All housing is dependent on household formation for net new housing demand, and there’s just little household formation occurring in 2022 given weak consumer confidence. People are staying put wherever they are. That’s likely helping keep rental turnover at low levels (and feeding a “lock-in” effect among homeowners who might otherwise relocate), but it’s certainly not creating new renter households.

The flawed theory stems from the conventional wisdom that rentals compete with for-sale homes. But that tends to be grossly overstated, and history shows us that demand tends to be tightly aligned between the two sectors.

4. Household Consolidation Impacts Rentals Most

One reason why homeownership went up in 2022 – despite weakening demand for both for-sale and for-rent homes – could be the stickiness factor of homeownership. Few people are selling their homes to relocate, and higher rates add another complication that (in the short term) could keep homeowners in place.

By comparison, rental turnover is naturally higher – even if turnover is still abnormally low by rental housing's historical standards. People often talk about “doubling up” by necessity, but most doubling up is simply due to normal household consolidation among young adults more likely to be renters – such as cohabitations and marriages. (In fact, weddings in 2022 are reportedly at highest levels since 1984.)

These were always factors for rental turnover, but become more impactful when new-lease demand totally freezes up – as it has in 2022.

Bottom line: The homeownership rate is tied to household formation, which has stalled out in 2022, but the net impact seems to tilt in the favor of homeownership due to factors above. But if the job market remains strong into 2023, we could see demand first return to rentals given fewer frictional barriers to entry. That might be a short-term counterweight to the upward trend in homeownership.
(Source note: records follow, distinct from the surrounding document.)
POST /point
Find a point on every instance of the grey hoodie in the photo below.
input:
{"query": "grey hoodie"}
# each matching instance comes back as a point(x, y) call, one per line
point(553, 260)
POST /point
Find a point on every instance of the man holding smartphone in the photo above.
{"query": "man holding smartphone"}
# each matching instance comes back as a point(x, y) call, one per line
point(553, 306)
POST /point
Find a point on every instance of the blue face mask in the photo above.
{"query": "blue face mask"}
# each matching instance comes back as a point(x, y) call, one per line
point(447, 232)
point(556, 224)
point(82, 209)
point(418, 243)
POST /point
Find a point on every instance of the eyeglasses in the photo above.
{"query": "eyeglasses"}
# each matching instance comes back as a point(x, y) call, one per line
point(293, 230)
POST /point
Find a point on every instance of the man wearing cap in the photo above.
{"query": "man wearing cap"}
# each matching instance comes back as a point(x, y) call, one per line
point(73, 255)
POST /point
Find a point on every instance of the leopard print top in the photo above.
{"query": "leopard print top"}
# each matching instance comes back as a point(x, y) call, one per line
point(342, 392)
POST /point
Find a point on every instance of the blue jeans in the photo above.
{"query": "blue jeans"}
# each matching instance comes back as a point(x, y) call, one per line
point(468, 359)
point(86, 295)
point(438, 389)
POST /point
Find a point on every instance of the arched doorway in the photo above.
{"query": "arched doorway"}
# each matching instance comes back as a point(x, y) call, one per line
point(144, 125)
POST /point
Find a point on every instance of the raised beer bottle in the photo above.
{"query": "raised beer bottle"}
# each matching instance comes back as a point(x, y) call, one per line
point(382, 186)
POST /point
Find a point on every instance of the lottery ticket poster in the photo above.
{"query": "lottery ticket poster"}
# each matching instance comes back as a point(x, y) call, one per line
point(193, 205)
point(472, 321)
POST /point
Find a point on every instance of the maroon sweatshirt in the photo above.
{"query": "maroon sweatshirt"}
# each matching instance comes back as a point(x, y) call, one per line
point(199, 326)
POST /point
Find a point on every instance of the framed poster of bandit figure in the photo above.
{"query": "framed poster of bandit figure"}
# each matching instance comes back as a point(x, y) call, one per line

5. More Millennials are Becoming Homeowners

Another big reason for the rising homeownership rate: Demographics. America’s largest generation of adults is aging up into a homeowner stage of life. The Millennial homeownership rate has climbed for four straight quarters. As expected, more Millennials (who some analysts wrongly pegged as never-buyers) are choosing to buy homes just as their parents did, even if “delayed adulthood” trends mean waiting longer to get there.

Of course, more Millennial buyers does not mean bad news for rentals. Remember that every day someone turns 40, someone else is turning 20. The generation after Millennials, Gen Z, is quite large, too, and they’re emerging as the key apartment demographic.